Quantile mapping is routinely applied to correct biases of regional climate model simulations compared to observational data. If the observations are of similar resolution as the regional climate model, quantile mapping is a feasible approach. However, if the observations are of much higher resolution, quantile mapping also attempts to bridge this scale mismatch. Here, it is shown for daily precipitation that such quantile mapping–based downscaling is not feasible but introduces similar problems as inflation of perfect prognosis (“prog”) downscaling: the spatial and temporal structure of the corrected time series is misrepresented, the drizzle effect for area means is overcorrected, area-mean extremes are overestimated, and trends are affected.

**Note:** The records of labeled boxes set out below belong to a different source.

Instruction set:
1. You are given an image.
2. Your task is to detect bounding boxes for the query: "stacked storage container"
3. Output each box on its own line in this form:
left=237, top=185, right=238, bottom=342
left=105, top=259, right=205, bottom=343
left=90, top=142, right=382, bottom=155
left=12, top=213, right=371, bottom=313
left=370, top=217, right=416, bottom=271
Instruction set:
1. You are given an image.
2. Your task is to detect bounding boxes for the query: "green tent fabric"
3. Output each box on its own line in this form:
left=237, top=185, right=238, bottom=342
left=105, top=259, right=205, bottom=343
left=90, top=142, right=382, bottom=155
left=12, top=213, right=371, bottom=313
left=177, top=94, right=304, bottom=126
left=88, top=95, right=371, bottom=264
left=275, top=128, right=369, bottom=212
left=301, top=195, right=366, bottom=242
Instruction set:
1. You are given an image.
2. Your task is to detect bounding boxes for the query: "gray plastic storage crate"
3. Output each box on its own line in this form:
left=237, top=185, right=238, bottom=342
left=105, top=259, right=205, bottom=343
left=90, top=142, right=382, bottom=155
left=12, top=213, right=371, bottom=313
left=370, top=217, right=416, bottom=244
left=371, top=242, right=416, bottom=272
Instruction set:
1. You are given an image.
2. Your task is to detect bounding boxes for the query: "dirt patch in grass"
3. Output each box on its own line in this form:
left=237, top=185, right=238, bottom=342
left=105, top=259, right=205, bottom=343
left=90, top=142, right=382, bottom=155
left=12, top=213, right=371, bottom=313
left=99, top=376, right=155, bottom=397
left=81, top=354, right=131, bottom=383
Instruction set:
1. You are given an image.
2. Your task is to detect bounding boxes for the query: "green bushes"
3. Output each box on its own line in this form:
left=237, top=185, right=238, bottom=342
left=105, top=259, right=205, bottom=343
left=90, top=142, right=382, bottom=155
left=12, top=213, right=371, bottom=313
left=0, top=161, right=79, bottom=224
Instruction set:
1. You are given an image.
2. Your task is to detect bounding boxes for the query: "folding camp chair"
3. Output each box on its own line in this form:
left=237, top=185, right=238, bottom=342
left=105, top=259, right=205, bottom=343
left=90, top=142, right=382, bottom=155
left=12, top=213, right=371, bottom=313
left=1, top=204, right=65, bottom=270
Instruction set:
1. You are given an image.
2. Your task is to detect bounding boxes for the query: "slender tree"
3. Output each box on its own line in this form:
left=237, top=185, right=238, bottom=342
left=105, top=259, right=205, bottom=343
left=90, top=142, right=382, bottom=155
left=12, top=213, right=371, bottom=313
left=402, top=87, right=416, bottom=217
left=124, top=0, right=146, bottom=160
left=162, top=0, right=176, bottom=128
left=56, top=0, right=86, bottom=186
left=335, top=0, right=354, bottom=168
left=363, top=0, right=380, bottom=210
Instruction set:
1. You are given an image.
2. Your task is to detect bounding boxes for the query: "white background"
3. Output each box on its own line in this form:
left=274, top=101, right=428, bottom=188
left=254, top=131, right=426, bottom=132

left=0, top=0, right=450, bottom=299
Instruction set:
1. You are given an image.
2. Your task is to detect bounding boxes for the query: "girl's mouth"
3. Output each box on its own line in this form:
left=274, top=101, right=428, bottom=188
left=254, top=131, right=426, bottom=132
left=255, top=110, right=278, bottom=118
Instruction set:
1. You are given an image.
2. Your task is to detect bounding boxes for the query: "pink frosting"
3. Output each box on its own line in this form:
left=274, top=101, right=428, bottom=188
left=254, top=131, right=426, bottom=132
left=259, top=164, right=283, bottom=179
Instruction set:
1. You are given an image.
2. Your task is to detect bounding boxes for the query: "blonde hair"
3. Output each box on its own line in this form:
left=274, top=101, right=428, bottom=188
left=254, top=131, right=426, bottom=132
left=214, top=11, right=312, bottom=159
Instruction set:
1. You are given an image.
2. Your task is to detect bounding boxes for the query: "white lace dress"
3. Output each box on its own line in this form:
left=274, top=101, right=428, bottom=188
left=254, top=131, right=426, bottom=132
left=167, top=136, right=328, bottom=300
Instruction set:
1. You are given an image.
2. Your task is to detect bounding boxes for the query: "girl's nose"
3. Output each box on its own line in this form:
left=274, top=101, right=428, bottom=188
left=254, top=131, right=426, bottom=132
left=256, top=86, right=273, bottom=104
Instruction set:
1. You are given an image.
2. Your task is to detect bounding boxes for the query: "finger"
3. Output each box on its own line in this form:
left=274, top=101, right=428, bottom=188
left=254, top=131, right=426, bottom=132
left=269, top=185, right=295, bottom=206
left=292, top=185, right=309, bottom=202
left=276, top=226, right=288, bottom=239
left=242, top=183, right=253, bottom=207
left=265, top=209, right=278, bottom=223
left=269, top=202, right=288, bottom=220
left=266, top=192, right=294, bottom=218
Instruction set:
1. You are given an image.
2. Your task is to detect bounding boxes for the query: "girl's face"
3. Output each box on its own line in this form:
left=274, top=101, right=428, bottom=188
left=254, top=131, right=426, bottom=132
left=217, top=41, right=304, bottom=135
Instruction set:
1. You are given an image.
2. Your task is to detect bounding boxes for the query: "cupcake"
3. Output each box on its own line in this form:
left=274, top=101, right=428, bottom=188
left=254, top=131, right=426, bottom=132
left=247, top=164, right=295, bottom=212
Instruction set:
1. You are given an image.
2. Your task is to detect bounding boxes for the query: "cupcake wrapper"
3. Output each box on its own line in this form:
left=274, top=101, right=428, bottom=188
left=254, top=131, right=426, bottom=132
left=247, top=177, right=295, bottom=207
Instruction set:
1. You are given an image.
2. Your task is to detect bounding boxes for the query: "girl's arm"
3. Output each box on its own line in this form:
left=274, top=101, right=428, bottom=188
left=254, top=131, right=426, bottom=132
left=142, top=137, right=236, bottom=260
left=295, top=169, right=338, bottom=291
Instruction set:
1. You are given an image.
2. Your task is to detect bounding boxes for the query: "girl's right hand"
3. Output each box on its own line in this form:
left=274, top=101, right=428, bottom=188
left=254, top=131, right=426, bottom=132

To overcome these problems, stochastic bias correction is required.
In the context of perfect prognosis (“prog”; PP) statistical downscaling, von Storch (1999) pointed out that the use of variance inflation or related approaches is not meaningful. PP approaches assume a relationship between large-scale predictors and local-scale predictands. As not all small-scale variability is explained by the large-scale predictors, the prediction of the local variable in general has lower variance than the observed local variable. Inflation aims to overcome this mismatch by scaling the predicted time series to match the observed variance. The fundamental misconception here is that inflation does not add any unexplained variability and therefore wrongly assumes that all local variance is indeed completely explained by the chosen large-scale predictors. A direct consequence of inflation is an increase in the root-mean-squared error. Instead of inflation, von Storch (1999) advocates randomization: that is, adding random small-scale variability. Refer to Maraun et al. (2010) for a recent review of such stochastic downscaling approaches.
Here, I show that inflation-related problems also occur for model output statistics (MOS): namely, if variance correction and quantile mapping are used to downscale simulated gridbox area averages to point values. The climate simulated by numerical models often shows a distinct systematic deviation from the true observed climate, limiting the usability of climate simulations for impact models. Therefore, it is often desired to postprocess the climate model output to match the observed climate (Christensen et al. 2008). Bias correction methods are variants of MOS, a concept developed in weather forecasting and now commonly used in climate science (Maraun et al. 2010). The simplest methods correct the long-term climatological mean bias between simulations and observations; extensions also correct the variance. Quantile mapping even attempts to remove quantile-dependent biases.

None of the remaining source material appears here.